Hardee v. Amerigas Propane, Inc.
ORDER OF DISMISSAL re 34 . Signed by Chief Judge J. Daniel Breen on 1/4/17. (Breen, J.)
IN THE UNITED STATES DISTRICT COURT
FOR THE WESTERN DISTRICT OF TENNESSEE
AMERIGAS PROPANE, INC.,
ORDER OF DISMISSAL
On January 3, 2017, Plaintiff filed a notice of dismissal, pursuant to Federal Rule of Civil
Procedure 41(a)(1)(A)(ii), notifying the Court that this action should be dismissed with
prejudice. (D.E. 34.) Rule 41(a)(1)(A)(ii) provides that a plaintiff may voluntarily dismiss an
action without a court order by filing “a stipulation of dismissal signed by all parties who have
appeared.” Fed. R. Civ. P. 41(a)(1)(A)(ii). Plaintiff’s notice, however, is not a stipulation, as it
is not signed by all parties. Rather, it is only signed by attorneys for Plaintiff. Dismissal under
Rule 41(a)(1)(A)(ii) is therefore improper, and the Court construes Plaintiff’s notice as a motion
to dismiss under Rule 41(a)(2). See Puffenbarger v. Croson/Tepee LLP, No. C2-01-743, 2002
WL 1580353, at *1 (S.D. Ohio July 8, 2002) (construing a similarly deficient notice of voluntary
dismissal under Rule 41(a)(1) as motion to dismiss under Rule 41(a)(2)); see also Noel v.
Guerrero, 479 F. App’x 666, 668 (6th Cir. 2012) (affirming dismissal where the district court
construed a federal prisoner’s pro se motion to hold his claims in abeyance “as a request for
voluntary dismissal under Rule 41(a)(2), and granted the motion without prejudice”).
“[I]f the plaintiff’s motion for voluntary dismissal is . . . without the defendant’s consent,
then the action may be dismissed ‘only by court order, on terms that the court considers proper.’”
Jones v. W. Reserve Transit Auth., 455 F. App’x 640, 643 (6th Cir. 2012) (quoting Fed. R. Civ.
P. 41(a)(2)). “While a properly stipulated dismissal under Rule 41(a)(1)(ii) is self-executing and
does not require judicial approval,” dismissal under Rule 41(a)(2) “contemplates the exercise of
judicial discretion and requires a court order to effectuate dismissal.” Green v. Nevers, 111 F.3d
1295, 1301 (6th Cir. 1997). The Court therefore must evaluate whether dismissal in this case is
proper before granting Plaintiff’s motion.

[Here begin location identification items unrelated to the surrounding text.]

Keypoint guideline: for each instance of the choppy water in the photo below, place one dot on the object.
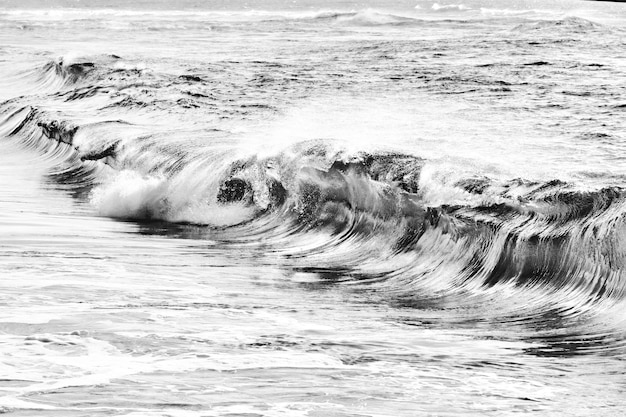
(312, 209)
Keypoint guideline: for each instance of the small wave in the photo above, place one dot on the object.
(450, 7)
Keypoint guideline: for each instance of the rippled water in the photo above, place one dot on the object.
(312, 209)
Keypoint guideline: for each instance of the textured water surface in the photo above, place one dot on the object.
(312, 208)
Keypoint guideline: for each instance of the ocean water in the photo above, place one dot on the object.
(312, 208)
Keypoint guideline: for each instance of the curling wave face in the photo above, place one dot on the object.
(403, 209)
(379, 217)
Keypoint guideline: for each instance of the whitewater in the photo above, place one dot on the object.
(312, 208)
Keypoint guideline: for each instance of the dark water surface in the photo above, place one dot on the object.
(312, 208)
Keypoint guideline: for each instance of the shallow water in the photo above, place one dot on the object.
(312, 209)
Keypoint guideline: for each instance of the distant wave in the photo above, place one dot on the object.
(517, 232)
(569, 24)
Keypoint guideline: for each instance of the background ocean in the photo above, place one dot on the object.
(312, 208)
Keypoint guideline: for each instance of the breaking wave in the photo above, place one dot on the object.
(371, 218)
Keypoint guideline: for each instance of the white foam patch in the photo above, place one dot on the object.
(130, 195)
(186, 198)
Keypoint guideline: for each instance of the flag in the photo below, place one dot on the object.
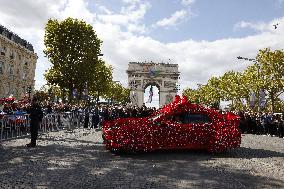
(262, 100)
(150, 95)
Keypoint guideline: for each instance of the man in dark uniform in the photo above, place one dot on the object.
(36, 116)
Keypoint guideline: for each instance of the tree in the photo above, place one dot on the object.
(271, 65)
(72, 47)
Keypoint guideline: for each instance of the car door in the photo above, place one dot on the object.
(195, 129)
(166, 133)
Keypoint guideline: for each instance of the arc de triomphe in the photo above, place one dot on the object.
(162, 75)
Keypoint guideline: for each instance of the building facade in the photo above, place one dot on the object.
(162, 75)
(17, 65)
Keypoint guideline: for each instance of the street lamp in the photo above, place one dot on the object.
(258, 75)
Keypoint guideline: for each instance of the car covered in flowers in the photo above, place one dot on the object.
(178, 125)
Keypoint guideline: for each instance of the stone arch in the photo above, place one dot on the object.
(162, 75)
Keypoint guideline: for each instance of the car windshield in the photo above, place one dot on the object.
(155, 117)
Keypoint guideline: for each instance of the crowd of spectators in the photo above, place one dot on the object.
(262, 123)
(265, 123)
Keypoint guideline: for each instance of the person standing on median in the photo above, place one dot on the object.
(36, 115)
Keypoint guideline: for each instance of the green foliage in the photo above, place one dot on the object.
(72, 47)
(267, 73)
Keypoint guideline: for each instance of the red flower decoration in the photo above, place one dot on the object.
(200, 128)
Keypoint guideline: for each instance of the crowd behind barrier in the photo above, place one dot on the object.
(262, 123)
(14, 122)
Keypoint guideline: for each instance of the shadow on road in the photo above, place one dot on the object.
(91, 166)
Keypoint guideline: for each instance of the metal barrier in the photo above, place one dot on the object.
(13, 126)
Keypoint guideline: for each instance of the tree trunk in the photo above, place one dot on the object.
(272, 101)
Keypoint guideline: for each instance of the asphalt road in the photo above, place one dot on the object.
(78, 160)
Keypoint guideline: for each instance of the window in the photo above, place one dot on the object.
(196, 118)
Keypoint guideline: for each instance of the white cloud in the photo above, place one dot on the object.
(187, 2)
(173, 19)
(130, 16)
(260, 26)
(197, 60)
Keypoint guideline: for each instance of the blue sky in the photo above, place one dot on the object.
(203, 37)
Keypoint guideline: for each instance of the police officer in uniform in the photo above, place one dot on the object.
(36, 115)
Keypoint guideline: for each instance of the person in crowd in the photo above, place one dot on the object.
(36, 115)
(95, 117)
(87, 117)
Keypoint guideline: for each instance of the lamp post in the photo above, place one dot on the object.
(258, 76)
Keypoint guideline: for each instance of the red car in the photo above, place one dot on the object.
(179, 125)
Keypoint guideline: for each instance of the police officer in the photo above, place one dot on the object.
(36, 116)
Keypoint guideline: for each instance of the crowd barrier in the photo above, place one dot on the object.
(14, 126)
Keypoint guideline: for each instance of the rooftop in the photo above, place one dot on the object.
(15, 38)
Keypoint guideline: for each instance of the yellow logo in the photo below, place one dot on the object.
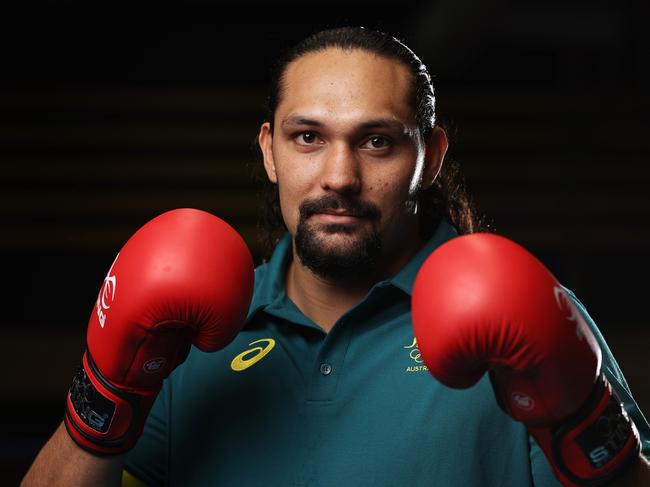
(415, 355)
(245, 360)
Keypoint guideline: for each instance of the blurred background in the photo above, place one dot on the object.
(111, 115)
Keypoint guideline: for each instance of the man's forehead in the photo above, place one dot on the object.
(336, 81)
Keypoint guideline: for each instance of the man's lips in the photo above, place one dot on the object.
(336, 216)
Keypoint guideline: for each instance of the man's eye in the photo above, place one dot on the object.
(306, 138)
(377, 142)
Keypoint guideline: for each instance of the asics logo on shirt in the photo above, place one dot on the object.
(252, 355)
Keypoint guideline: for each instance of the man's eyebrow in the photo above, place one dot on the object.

“[T]he purpose of Rule 41(a)(2) is to protect the nonmovant . . . from unfair treatment.”
Bridgeport Music, Inc. v. Universal–MCA Music Pub., Inc., 583 F.3d 948, 953 (6th Cir. 2009).
The nonmovant in this case is Defendant, Amerigas Propane, Inc. On December 13, 2016, a
mediation certification was filed asserting that this “case has settled in whole.” (D.E. 33 at 1.)
Because the parties have settled the entirety of Plaintiff’s claims, the Court finds that Defendant
would suffer no unfair treatment if the case is dismissed with prejudice. See Puffenbarger, 2002
WL 1580353, at *1 (approving the plaintiff’s construed motion to dismiss under Rule 41(a)(2)
“pursuant to the terms of a private settlement agreement”).
For the reasons stated above, Plaintiff’s motion to dismiss pursuant to Rule 41(a)(2) is
hereby GRANTED and this case is DISMISSED with prejudice.
IT IS SO ORDERED this 4th day of January, 2017.